昨今、全国において、有機フッ素化合物、いわゆる「PFAS(ピーファス)」の問題が話題となっています。私も最近、飲食店や環境団体の方などから、「柏市は大丈夫なの?」と聞かれることが多くなりました。「そもそもそんな言葉は聞いたことがない」という方もいらっしゃるかもしれません。松本いずみは、経済産業省時代に、主要な政策分野の一つとして環境・エネルギー政策に取り組んでいたほか、弁護士になってからもこの問題を扱ったことがありますので、環境問題には知識・経験を持っています。そこで、今回はこのPFASの問題について簡単に述べてみたいと思います。

まず、「有機フッ素化合物(PFAS)」とは、炭素とフッ素が結合した一定の有機化合物の総称で、1万種類以上の物質があると言われています。そのうちの一つである「PFOS(ピーフォス)」や「PFOA(ピーフォア)」は、水や油をはじき、熱や薬品に
強いといった特性を持つため、これまで消火器の泡消火剤や撥水剤、半導体の反射防止剤、フライパンのコーティングなど、様々な用途で使われてきました。

PFASは、本来自然界には存在しない物質であり、自然環境の中では簡単には分解されないことから、「永遠の化学物質」と呼ばれることもあります。人体に入った場合の健康への影響については国際的にも科学的知見が十分ではなく、分からないことが多いものの、土壌や水質中、あるいは人体に長期間蓄積する傾向があることから、国内では化審法により、製造・輸入等が原則禁止されています(PFOSは平成22年(2010年)以降、PFOAは令和3年(2021年)以降)。

PFASが人体に及ぼす影響については不明確なことが多いため、現時点では、排出水中でその割合を一定水準以下にすべきという、いわゆる水質汚濁防止法に基づく「排水基準」は定められていませんが、あくまで法的拘束力のない目安の指針値として、環境省により、公共用水域及び地下水において、「1リットルあたり50ナノグラム(50ng/L、PFOSとPFOAの合計値)」という暫定指針値が定められています。ただし、この「50ng/L」という数字を超えたからといって直ちに健康への悪影響があるというわけではなく、これはあくまで「体重50kgの人が、1日当たり2Lの水を一生涯にわたり摂取しても健康に対する有害な影響が現れないと考えられる値」だと位置付けられています。

要は、現時点では、PFASの人体への影響については分かっていることが少なく、そのため規制は導入されていないものの、安全・安心の観点から、あくまで一つの目安として「50ng/L」を超えないようにしましょう、ということが国により定められています。

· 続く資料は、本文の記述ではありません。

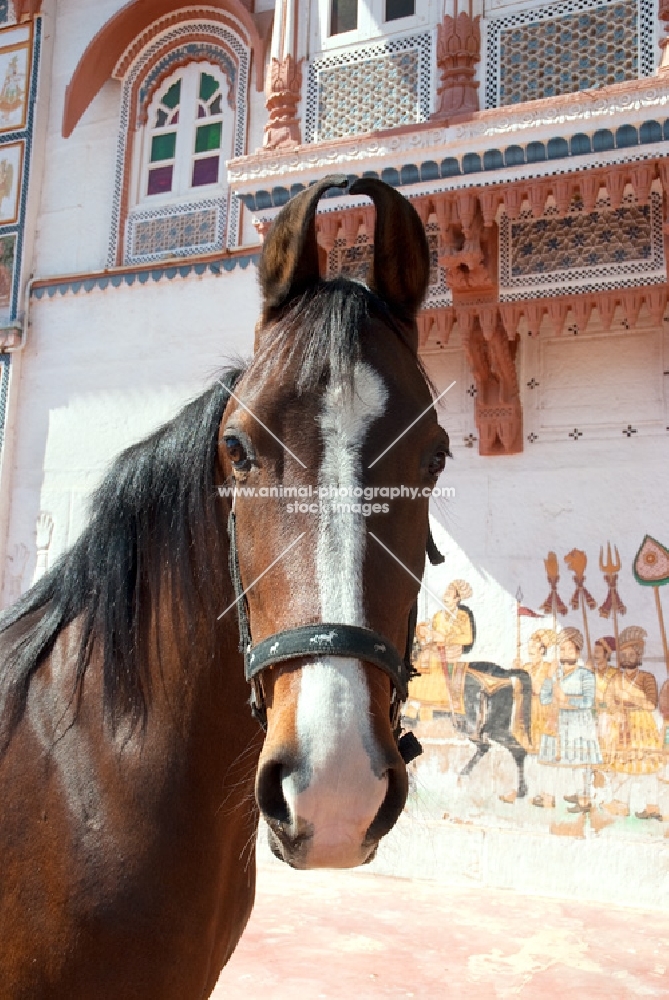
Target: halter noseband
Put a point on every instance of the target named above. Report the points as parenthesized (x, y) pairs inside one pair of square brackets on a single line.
[(327, 639)]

柏市においては、令和3年から本年にかけて国・県・市が実施した複数の調査において、公共用水域については、下手賀沼中央や金山落の名内橋において「50ng/L」を超える値が検出されています。また、地下水についても、上記暫定指針値を超過した水路周辺(概ね200メートル)の井戸のいくつかにおいて、「50ng/L」を超える値が検出されました。繰り返しになりますが、この値を超えたからといって必ずしも人体に悪影響があるとは言い切れず、あくまで目安である点にご留意頂ければと思います。

他方、今年の6月、8月、11月の3度に渡って行われた柏市内の水道水の水質検査においては、全ての水源地及び管末給水栓において、50ng/Lを遥かに下回る5ng/L以下の値が測定されています。

松本いずみはこの問題について、次のように考えています。まず、PFASが人体に及ぼす影響については不明確なことが多いものの、人の健康に関する問題は国民の「安全・安心」に関わるものであり、安全サイドに立って予防的に対応することが重要です。そのため、仮に現時点では科学的知見が明らかではないとしても、安全策をとって、「50ng/L」を超える値が検出された地下水をくみ上げる井戸水は使用しないようにすることが重要です。前述の通り、柏市内の水道水は安心してお使い頂ける状態であるほか、柏市においては、令和6年10月15日(火)~令和7年2月28日(金)までの間、一定の要件を満たす方に対して、浄水器やウォーターサーバーの設置の補助申請も受け付けておりますので、対象となりうる方は是非ご検討頂けますと幸いです。加えて、こうした補助金で対応が十分かどうかについても、引き続き検証していきたいと考えています。

https://www.city.kashiwa.lg.jp/kankyoseisaku/ecosite/suishitsudojo/suishitsu/4511.html

また、市民の皆様のご不安を解消するため、国・県・市の責任で、更なる追加調査を実施すべきだと考えています。その上で、しっかりとした知見の集積に努めた後、速やかに規制導入を始めとする追加の対応を検討すべきだと考えています。

繰り返しになりますが、国民の「安全・安心」に関わる問題については、安全サイドに立ってできる限り速やかに対応することが非常に重要です。松本いずみは、地元の県議・市議の方々と一緒になって、この問題についてしっかりとした対応を進めていきたいと考えています。